Kingsman: The Golden Circle Taron Egerton, Colin Firth, Julianne Moore. Directed by Matthew Vaughn. Rated R. Opens Friday citywide.
The sequel to 2014’s Kingsman: The Secret Service starts out absurdly over the top, and then spends its bloated 141-minute heading further into the stratosphere. Rather than exceeding the original movie in vulgarity or violence (which would be tough to do), Kingsman: The Golden Circle capitalizes on its predecessor’s surprise success with large-scale franchise-building, adding in more supporting characters, bigger set pieces and an expanded mythology to support theoretical future installments.
Taron Egerton returns as Eggsy, a former street hustler-turned-agent for the U.K.’s ultra-secret Kingsman spy agency, of which he is soon one of the only surviving members. Villainous drug cartel queenpin Poppy Adams (Julianne Moore, having plenty of fun) takes out nearly every other Kingsman agent in a series of targeted attacks, leaving only Eggsy and tech guru Merlin (Mark Strong) to pick up the pieces. They head to the U.S. to seek the aid of sister organization Statesman, which allows director Matthew Vaughn and his co-writer Jane Goldman (working very loosely from the comic books created by Mark Millar) to introduce a bunch of new agents, played by Channing Tatum, Halle Berry, Jeff Bridges and Narcos’ Pedro Pascal, who’s the only one to get a narratively significant role. It also results in the return of Colin Firth as Eggsy’s mentor Harry Hart, despite having been shot point blank in the head and left for dead in the first movie.

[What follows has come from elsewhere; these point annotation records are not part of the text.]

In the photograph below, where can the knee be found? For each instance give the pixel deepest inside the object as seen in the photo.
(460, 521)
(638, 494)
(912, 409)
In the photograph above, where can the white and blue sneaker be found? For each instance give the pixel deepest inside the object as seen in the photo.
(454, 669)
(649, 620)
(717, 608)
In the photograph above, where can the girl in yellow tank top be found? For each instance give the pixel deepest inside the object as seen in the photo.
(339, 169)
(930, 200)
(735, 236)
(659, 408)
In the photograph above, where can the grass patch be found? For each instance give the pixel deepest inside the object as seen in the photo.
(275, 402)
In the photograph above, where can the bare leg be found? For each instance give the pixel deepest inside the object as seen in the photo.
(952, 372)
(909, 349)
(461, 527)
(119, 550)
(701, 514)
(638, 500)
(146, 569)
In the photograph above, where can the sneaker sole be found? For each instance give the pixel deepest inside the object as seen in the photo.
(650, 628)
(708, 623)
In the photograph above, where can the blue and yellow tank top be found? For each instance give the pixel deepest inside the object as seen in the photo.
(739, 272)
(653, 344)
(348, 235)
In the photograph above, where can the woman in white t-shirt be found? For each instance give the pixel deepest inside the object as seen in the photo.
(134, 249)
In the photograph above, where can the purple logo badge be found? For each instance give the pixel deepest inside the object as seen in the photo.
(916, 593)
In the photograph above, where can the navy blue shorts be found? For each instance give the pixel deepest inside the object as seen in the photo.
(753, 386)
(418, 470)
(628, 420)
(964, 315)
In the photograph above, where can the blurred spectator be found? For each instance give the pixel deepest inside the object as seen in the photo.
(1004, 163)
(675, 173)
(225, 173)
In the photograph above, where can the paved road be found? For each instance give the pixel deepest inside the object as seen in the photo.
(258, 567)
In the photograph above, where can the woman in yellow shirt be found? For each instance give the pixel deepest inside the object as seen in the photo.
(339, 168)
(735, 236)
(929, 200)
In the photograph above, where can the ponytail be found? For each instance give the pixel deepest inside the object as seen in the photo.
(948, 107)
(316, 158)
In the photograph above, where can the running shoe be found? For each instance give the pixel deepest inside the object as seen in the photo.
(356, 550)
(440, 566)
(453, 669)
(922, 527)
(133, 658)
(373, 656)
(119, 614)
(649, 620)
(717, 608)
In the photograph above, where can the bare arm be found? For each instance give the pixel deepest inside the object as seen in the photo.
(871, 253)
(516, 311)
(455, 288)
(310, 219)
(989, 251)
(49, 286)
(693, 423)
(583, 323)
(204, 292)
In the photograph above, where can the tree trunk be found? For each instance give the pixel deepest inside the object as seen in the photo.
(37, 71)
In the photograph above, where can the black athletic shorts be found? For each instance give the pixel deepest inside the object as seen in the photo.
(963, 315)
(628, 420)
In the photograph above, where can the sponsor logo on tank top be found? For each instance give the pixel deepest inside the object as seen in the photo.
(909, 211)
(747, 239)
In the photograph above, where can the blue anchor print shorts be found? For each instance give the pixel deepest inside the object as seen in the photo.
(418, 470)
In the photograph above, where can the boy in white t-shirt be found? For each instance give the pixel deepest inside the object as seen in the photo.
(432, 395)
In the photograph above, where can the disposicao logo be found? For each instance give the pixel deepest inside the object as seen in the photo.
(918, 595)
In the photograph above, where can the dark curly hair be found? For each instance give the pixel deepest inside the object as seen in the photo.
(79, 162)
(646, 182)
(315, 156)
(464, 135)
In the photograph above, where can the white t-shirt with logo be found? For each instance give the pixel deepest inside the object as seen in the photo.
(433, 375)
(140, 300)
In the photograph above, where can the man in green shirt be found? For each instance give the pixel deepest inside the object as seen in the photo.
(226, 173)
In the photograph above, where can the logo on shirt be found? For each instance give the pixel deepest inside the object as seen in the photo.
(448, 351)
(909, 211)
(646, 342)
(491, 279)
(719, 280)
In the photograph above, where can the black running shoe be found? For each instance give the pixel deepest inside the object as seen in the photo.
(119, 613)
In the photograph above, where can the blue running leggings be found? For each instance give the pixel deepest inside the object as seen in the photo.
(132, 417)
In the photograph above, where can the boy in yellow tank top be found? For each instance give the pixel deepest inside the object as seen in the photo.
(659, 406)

But that also means lots of downtime spent integrating the new characters, plus getting Harry to the point where he can participate in the mission. Poppy’s main evil plan isn’t even set into motion until more than an hour into the movie, and while it’s nearly as loopy as the villain’s plan in The Secret Service, it sort of fizzles out toward the end, with a very similar twist (along with some muddled social commentary). There are multiple callbacks to and re-creations of elements from the first movie, but whatever freshness was present in the garish, often nasty take on James Bond-style espionage, it has already faded away.
With so many new characters, Eggsy sometimes gets lost in the shuffle, and the efforts to create emotional storylines for him—in his romance with the Swedish princess with whom he hooked up at the end of the last movie and in his paternal relationship with Harry—come off as forced and disingenuous. Vaughn can still stage intricate, colorful action sequences, and some of the jokes land (although they just as often fizzle, as in a belabored running gag featuring a sad-looking Elton John as himself). For fans of the first movie’s cacophonous, CGI-filled assault on the senses, The Golden Circle offers a louder, brighter version that’s just as empty and even more exhausting.